The LHC will stop in 2035 and it is important to be ready to start a new series of experiments right after this.
Based on history, we may need about 20 years to investigate the potential of such a next machine and also, what this machine could be.
Today is thus the right period to think about the future!!!
This is why physicists are thinking about ideas of future experiments that could be built, in particular at CERN but potentially elsewhere a well. And for each idea, we need to think about the physics potential, and the costs for the society (note that there will be in principle a benefit given back to the society, as for the LHC](https://steemit.com/science/@lemouth/the-cern-large-hadron-collider-and-its-economical-impact-on-the-society)).

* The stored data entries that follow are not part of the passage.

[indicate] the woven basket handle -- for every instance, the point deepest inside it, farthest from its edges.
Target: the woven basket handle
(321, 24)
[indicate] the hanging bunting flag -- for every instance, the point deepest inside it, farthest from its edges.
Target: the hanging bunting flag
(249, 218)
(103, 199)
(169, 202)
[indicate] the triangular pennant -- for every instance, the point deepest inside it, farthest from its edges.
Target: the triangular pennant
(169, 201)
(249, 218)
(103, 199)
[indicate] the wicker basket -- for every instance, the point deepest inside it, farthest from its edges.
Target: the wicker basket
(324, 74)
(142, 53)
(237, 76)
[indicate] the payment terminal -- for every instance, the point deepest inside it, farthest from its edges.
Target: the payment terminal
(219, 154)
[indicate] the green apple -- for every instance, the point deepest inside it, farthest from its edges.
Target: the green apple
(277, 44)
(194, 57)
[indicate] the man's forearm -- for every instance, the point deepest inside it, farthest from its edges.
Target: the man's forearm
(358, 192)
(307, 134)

A FUTURE CIRCULAR COLLIDER?
[image credits: CERN]
There are many options for a future machine on the menu, and one I particularly like consists of a future circular hadron collider. To describe it shortly, this is nothing but a VLHC, a Very Large Hadron Collider. We can take the LHC and multiply the entire setup by a not so small scaling factor (check out the map).

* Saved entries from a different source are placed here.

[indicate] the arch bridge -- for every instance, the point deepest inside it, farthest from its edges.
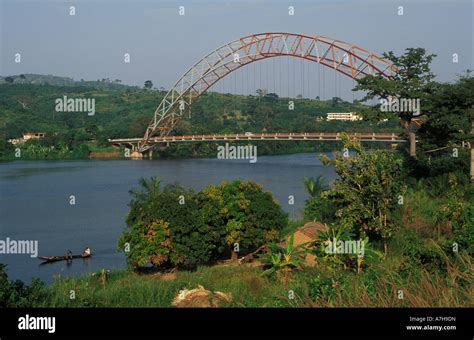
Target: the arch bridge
(348, 59)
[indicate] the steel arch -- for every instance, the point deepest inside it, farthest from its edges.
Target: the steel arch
(343, 57)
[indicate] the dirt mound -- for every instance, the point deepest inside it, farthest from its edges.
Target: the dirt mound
(201, 297)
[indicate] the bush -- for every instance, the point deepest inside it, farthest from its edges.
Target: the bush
(174, 227)
(248, 215)
(167, 228)
(368, 189)
(319, 208)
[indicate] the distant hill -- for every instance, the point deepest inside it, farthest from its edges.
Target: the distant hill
(41, 79)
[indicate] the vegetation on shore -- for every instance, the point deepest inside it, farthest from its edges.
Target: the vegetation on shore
(124, 111)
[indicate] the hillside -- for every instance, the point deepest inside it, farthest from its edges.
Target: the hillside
(123, 111)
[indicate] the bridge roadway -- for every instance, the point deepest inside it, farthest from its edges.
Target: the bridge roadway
(310, 136)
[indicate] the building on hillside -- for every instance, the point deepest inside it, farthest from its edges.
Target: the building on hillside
(27, 136)
(33, 135)
(347, 116)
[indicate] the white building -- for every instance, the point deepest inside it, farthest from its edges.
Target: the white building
(351, 116)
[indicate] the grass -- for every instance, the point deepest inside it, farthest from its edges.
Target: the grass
(377, 286)
(417, 265)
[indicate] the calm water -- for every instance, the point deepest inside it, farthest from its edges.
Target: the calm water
(34, 202)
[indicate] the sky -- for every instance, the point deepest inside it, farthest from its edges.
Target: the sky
(163, 45)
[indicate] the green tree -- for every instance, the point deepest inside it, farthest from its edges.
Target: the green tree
(148, 84)
(413, 80)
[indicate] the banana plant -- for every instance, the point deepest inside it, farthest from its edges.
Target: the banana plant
(281, 259)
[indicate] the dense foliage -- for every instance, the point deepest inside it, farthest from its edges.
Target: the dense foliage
(18, 294)
(182, 228)
(369, 189)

Such a concept is actually abbreviated as an FCC, or a Future Circular Collider. More information can be found on this CERN website or this IHEP website, the former website being the CERN option and the latter website being the corresponding Chinese option.

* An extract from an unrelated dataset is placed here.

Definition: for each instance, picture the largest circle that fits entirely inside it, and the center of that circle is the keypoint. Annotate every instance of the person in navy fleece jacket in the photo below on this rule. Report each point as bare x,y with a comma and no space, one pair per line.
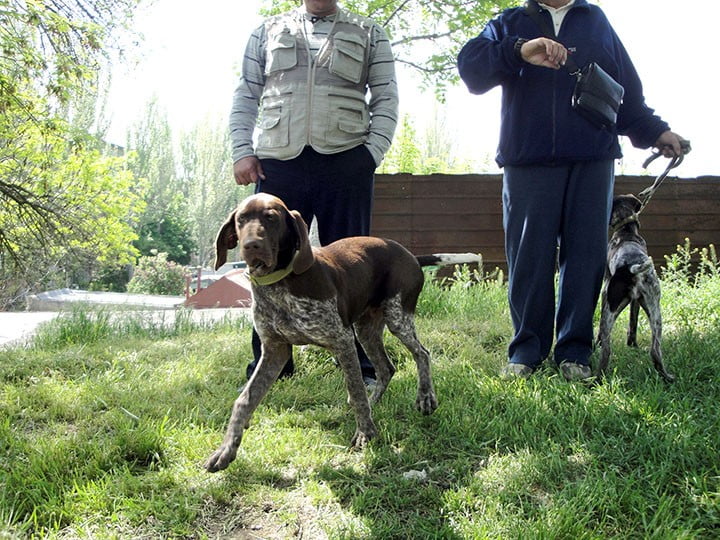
558,170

But why is such a machine useful? We have three case stories depending on what will be found or what will not be found at the LHC.
First, the LHC may observe something new. We will try to characterize what this thing is via several physics theories. Most new physics theories however predict a full spectra of new particles to observe with many of them possibly out of the LHC reach. For this reason, a more powerful machine will be needed.
Second, one may imagine that the LHC will observe deviations from the Standard Model, but not any new particle itself. We have actually here an indirect effect of a new particle. By studying it, we can derive the mass scale at which the new particles that generated the effect lie. And to get there, there will be only one way: a new more powerful machine.
Finally, we may be unlucky and just find nothing at the LHC. Therefore, the only way to find a new phenomenon will be to measure all the Standard Model observables as precisely as possible. In particular (taking one example among many), all Higgs-boson self interactions should be measured: The trilinear one (an interaction between three Higgs bosons) being roughly extractable from LHC data and the quartic one (an interaction between four Higgs bosons) being out of reach. We therefore need a more powerful machine to do that.
In short, we will need a more powerful machine to investigate further all possible findings, or non-findings, of the LHC.
CONCLUSIONS - GETTING PREPARED
Physicists have started a couple of years ago to evaluate the physics potential of such a very large circular collider.
We are talking about a 100km long collider, to be built either at CERN or in China (both have plans with this respect, although it is clear that only one collider will be built). The energy of such a machine will be 7 times the one of the LHC and the experiments to be built along this machine will be expected to record a very large amount of data (10 times more than the LHC).
This implies many challenges!
[image credits: the particle zoo]
I am working on the capacities to precisely measure the quartic Higgs interaction strength at this future collider, and it turns out that this will be extremely difficult (as collaborators and I have shown last year), but actually feasible (as the same collaborators and I will show next month).
On the other hand, experimental colleagues have started R&D developments concerning the detectors that should be built, their features, etc, as well as the IT people have started to think about managing data.
We move on on all aspects, in order to be ready for 2018, the year where the European strategy for particle physics will be updated.